Package 'puremoe' reference manual

Title:	Pubmed Unified REtrieval for Multi-Output Exploration
Description:	Access a variety of 'PubMed' data through a single, user-friendly interface, including abstracts <https://pubmed.ncbi.nlm.nih.gov/>, bibliometrics from 'iCite' <https://icite.od.nih.gov/>, pubtations from 'PubTator3' <https://www.ncbi.nlm.nih.gov/research/pubtator3/>, and full-text records from 'PMC' <https://www.ncbi.nlm.nih.gov/pmc/>.
Authors:	Jason Timm [aut, cre]
Maintainer:	Jason Timm <[email protected]>
License:	MIT + file LICENSE
Version:	1.0.2
Built:	2025-02-12 21:28:26 UTC
Source:	https://github.com/jaytimm/puremoe

Internal: Extract References from 'PubMed' Records

Description

Function queries PubMed to extract reference citations from the fetched records.
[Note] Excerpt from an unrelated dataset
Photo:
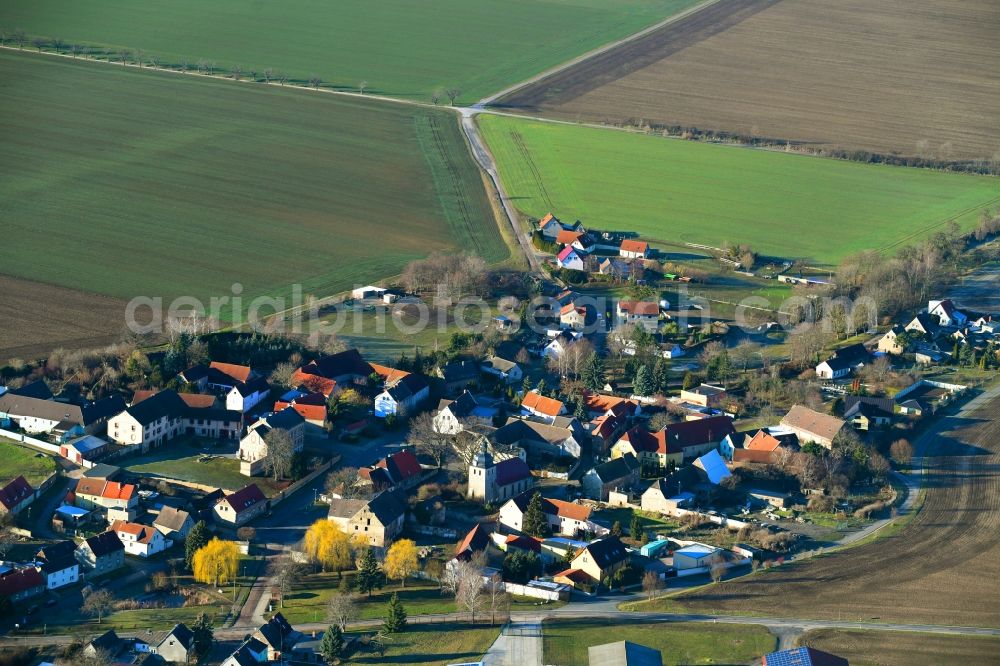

It processes XML records to obtain detailed information about references, including citation text and available article identifiers such as PubMed ID, PMC ID, DOI, and ISBN.

Usage

.get_references(x, sleep)
.get_references(x, sleep)

Arguments

`x`	A character vector with search terms or IDs for fetching records from 'PubMed'.
`sleep`	Numeric value indicating time (in seconds) to wait between requests to avoid overwhelming the server.

Value

A data.table consisting of 'PubMed' IDs, citation text, and available article identifiers (PubMed ID, PMC ID, DOI, ISBN).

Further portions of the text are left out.